Quotas. I suppose it keeps writers on track toward a particular word count goal, but a total word count has nothing to do with how complete a manuscript is.
“Hey, are you really putting those pictures in my post?” my writer asks from her recliner in the corner of her writing office.
“Are you really going to keep writing today, love?”
“Do I get wine and chocolate if I do?”
I narrow my eyes at her. “Do you get wine and chocolate whenever you hit your daily word quota?”
“I get chocolate.”
“You get chocolate anyway because of the pandemic, right?”
“You’re such a spoil-sport. You know what would really be good incentive? The good chocolate. I mean, the really good chocolate, not just the Dove Dark Chocolate and Sea Salt Caramel chocolate. And Moon Man.”
Beer over wine? I suppose, considering she doesn’t spring for the good wine unless it’s an occasion, like her book release or three days alone with her writing. “Get to the end first, love.”
“You’re supposed to show me the prize and then tell me to go for it.”
I lean back in the desk chair. She’s got the foot-rest out on the recliner on the other side of the office, fuzzy slippers, sweatpants–not that she wears anything else while working from home, and her NaNoWriMo sweatshirt. Her hair’s gotten longer, and she substitutes herbal tea these days for coffee in the afternoon.
Cute. In a stay-at-home-while-writing kind of way.
“Admit it. I’m adorable.”
I stare at her until she raises an eyebrow and focuses on her laptop again. I won’t admit it.
Not to her, anyway. She’d bring that up as often as possible, especially when she’s struggling to write, as if it would distract me.
. . . . . . . .
Where was I? Oh, yes, my writer and NaNo. I have to admit I’m impressed with her dedication. She has been hitting the daily quota, but not her quota. Good enough, I guess, though I know she can do better. Has done better in the past.
Now, if she can finish most of the story in the next two weeks, it would be a major accomplishment.
“Geez, thanks for the vote of confidence,” she quips from across the office. “Nice to know my Muse is such a wellspring of reassurance.”

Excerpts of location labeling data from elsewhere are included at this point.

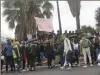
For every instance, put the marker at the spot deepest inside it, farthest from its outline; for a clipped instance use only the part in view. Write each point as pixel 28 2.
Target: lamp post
pixel 59 19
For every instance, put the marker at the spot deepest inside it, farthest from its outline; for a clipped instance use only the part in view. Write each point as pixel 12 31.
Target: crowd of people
pixel 68 48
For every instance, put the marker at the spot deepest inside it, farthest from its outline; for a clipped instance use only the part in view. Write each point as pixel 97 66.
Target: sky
pixel 68 22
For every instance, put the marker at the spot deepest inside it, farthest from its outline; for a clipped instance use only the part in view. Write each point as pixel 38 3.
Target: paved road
pixel 56 71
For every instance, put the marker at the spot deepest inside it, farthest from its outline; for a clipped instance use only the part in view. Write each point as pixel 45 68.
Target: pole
pixel 59 19
pixel 78 22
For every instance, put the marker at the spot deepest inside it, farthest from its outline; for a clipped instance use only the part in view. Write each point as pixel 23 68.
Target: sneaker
pixel 91 65
pixel 85 66
pixel 62 68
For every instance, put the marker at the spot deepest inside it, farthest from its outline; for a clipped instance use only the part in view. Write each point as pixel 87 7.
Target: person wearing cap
pixel 85 45
pixel 16 55
pixel 8 55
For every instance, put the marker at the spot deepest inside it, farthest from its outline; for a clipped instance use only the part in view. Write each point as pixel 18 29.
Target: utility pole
pixel 59 19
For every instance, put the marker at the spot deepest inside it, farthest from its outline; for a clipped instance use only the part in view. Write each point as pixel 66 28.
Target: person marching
pixel 67 53
pixel 16 55
pixel 85 45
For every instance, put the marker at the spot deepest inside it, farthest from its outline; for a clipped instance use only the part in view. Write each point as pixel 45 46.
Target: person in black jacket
pixel 22 50
pixel 32 56
pixel 50 54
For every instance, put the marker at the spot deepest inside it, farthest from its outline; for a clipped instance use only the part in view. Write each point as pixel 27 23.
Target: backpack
pixel 85 43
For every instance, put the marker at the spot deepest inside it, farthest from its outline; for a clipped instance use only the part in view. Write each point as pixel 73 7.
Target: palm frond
pixel 47 5
pixel 17 4
pixel 47 13
pixel 7 4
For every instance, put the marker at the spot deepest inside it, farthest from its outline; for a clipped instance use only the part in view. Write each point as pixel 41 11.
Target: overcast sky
pixel 87 17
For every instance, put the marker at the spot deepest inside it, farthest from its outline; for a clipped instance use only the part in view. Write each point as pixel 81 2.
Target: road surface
pixel 57 71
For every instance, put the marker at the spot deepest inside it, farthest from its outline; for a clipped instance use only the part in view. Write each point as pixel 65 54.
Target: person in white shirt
pixel 76 51
pixel 67 49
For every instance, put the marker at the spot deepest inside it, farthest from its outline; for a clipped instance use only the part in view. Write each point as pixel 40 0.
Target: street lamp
pixel 59 19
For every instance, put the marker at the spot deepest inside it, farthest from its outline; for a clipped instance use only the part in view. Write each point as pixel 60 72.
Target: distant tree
pixel 86 29
pixel 97 17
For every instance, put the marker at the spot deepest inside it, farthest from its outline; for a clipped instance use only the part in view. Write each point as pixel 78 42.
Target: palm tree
pixel 20 14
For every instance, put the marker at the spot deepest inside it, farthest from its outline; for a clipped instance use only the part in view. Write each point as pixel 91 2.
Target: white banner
pixel 44 24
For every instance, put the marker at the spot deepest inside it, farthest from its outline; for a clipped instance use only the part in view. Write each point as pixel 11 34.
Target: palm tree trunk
pixel 59 19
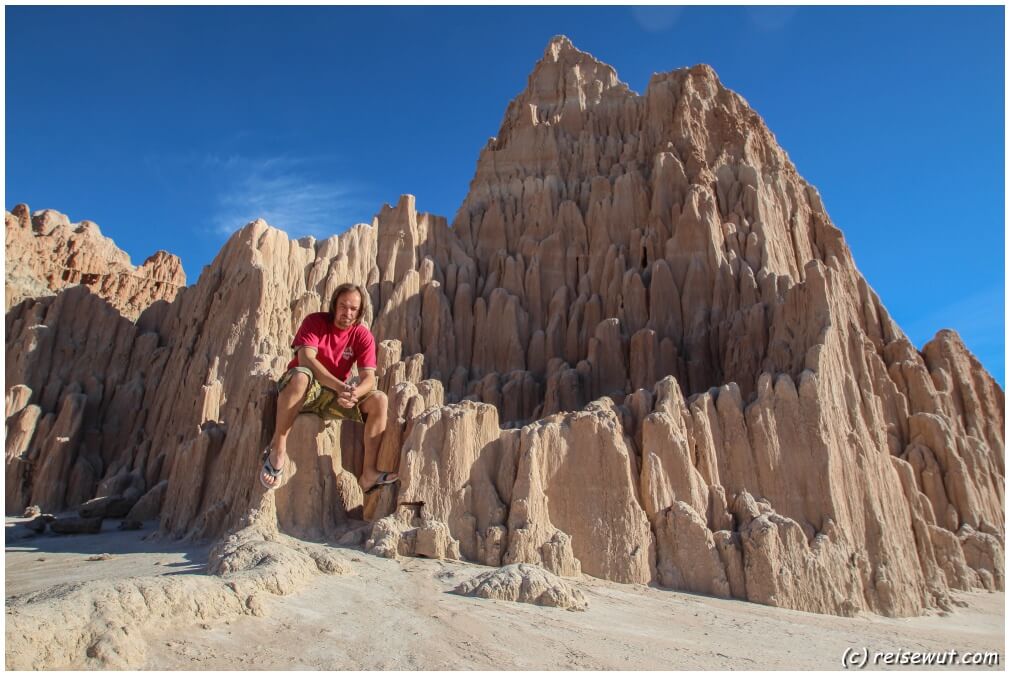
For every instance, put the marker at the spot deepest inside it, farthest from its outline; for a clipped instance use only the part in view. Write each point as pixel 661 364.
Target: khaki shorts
pixel 322 400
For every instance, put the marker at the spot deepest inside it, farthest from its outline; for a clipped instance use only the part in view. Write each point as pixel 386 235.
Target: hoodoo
pixel 641 351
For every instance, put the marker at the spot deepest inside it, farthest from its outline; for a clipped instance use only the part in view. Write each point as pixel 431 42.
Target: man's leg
pixel 289 402
pixel 375 424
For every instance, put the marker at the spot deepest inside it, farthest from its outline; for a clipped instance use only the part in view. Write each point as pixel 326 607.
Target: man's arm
pixel 307 357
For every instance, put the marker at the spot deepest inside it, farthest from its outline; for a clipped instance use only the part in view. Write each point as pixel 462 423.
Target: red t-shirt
pixel 336 350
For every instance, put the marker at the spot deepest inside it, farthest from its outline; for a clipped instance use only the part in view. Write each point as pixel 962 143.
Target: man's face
pixel 347 306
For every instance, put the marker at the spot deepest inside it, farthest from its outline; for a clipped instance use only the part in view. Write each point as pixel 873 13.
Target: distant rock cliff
pixel 51 254
pixel 641 352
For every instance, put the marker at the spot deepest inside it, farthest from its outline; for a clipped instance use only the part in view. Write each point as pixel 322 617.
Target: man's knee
pixel 376 404
pixel 297 385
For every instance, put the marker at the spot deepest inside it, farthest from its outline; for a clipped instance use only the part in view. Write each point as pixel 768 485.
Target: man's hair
pixel 347 288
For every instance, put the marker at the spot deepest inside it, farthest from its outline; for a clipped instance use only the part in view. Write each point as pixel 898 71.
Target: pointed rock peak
pixel 557 45
pixel 564 84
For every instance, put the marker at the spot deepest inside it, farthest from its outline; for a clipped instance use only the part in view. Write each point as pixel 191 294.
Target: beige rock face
pixel 55 254
pixel 641 352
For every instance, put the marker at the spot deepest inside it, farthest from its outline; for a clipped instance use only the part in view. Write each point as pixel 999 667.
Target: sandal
pixel 268 468
pixel 383 480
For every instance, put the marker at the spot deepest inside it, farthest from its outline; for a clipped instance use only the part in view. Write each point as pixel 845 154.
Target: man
pixel 326 346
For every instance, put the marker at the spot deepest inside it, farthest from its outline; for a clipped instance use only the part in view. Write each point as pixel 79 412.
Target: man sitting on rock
pixel 326 346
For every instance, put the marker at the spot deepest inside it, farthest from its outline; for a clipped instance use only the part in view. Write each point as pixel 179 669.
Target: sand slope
pixel 400 614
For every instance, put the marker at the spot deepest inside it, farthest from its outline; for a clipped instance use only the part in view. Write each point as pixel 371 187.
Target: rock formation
pixel 640 352
pixel 54 254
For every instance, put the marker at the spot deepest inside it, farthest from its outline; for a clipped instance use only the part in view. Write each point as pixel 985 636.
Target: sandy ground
pixel 399 614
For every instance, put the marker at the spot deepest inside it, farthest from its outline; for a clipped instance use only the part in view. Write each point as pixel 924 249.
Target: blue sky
pixel 173 126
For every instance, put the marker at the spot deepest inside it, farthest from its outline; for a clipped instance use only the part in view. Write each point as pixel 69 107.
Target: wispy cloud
pixel 284 192
pixel 978 317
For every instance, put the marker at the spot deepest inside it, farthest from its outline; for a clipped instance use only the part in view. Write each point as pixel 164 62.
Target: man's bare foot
pixel 278 460
pixel 370 480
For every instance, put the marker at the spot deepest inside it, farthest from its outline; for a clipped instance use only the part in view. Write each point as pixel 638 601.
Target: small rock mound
pixel 525 583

“You know I’m right, love. How many times in the past 15 years with over 15 NaNo sessions, both November and other times, have you actually gotten to the end of the story in 30 days?”
She frowns at me. “Twice. Maybe. But I usually finish two weeks after NaNo ends.”
True enough. “Back to writing, love. I’ll see what I can do about your lager.”
“Make sure you wear a mask, even if you can’t get COVID. At least don’t bring it back to me.”